#include
Like arrays, you can access elements in the form of subscript [i], but remember that if you don’t allocate space for it at the beginning of the assignment, you cannot assign values in the form of subscript [i], because at this time var[i] If it does not exist, you can use insert (position pointer, value) or directly arr.push_back(value).
1. Vector basic syntax:
definition:vector arr;
Definition:vector ::iterator it=arr.begin();
New element:value
//Point to the first element of the vector arr.

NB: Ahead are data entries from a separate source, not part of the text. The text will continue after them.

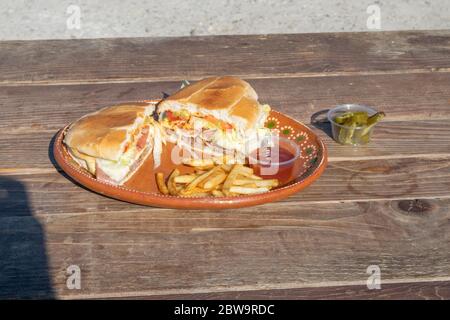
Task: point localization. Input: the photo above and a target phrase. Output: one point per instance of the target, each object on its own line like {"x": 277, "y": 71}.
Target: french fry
{"x": 244, "y": 190}
{"x": 161, "y": 184}
{"x": 185, "y": 178}
{"x": 190, "y": 187}
{"x": 219, "y": 181}
{"x": 197, "y": 192}
{"x": 217, "y": 193}
{"x": 171, "y": 185}
{"x": 226, "y": 167}
{"x": 215, "y": 179}
{"x": 232, "y": 176}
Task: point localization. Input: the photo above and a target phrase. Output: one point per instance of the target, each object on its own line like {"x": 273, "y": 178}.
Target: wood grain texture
{"x": 247, "y": 56}
{"x": 439, "y": 290}
{"x": 160, "y": 252}
{"x": 385, "y": 204}
{"x": 349, "y": 181}
{"x": 403, "y": 97}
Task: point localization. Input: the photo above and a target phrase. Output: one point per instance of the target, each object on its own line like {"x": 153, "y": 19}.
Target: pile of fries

1.push_back adds a piece of data at the end of the array
arr.push_back(value);
2.pop_back remove the last data of the array
arr.pop_back(); Remember that there is no return value, the last element will be destroyed directly
3.at to get the data of the numbered position
value=arr.at(key) reference at(int pos) returns the reference of the element at pos
4.begin to get the pointer of the array head
it=arr.begin()
5.end gets the pointer of the last element of the array + 1
it=arr.end() returns a pointer to the next position of the last element
6.front gets a reference to the array head
value=arr.front() directly get the reference of the first element of the vector
7.back gets the reference of the last element of the array
value=arr.back() directly get the reference of the last element of the vector
8.max_size gets the maximum vector size
9.capacity The size of the current vector allocation
10.size The size of the currently used data
length=arr.size()
11.resize changes the size of the currently used data. If it is larger than the currently used data, fill the default value
12.reserve to change the size of the space allocated by the current vecotr
13.erase delete the data item pointed to by the pointer
arr.erase(it)
14.clear clear the current vector
15.rbegin returns the start pointer after the vector is reversed (in fact, the original end-1)
16.rend returns the end pointer of the vector reverse structure (in fact, the original begin-1)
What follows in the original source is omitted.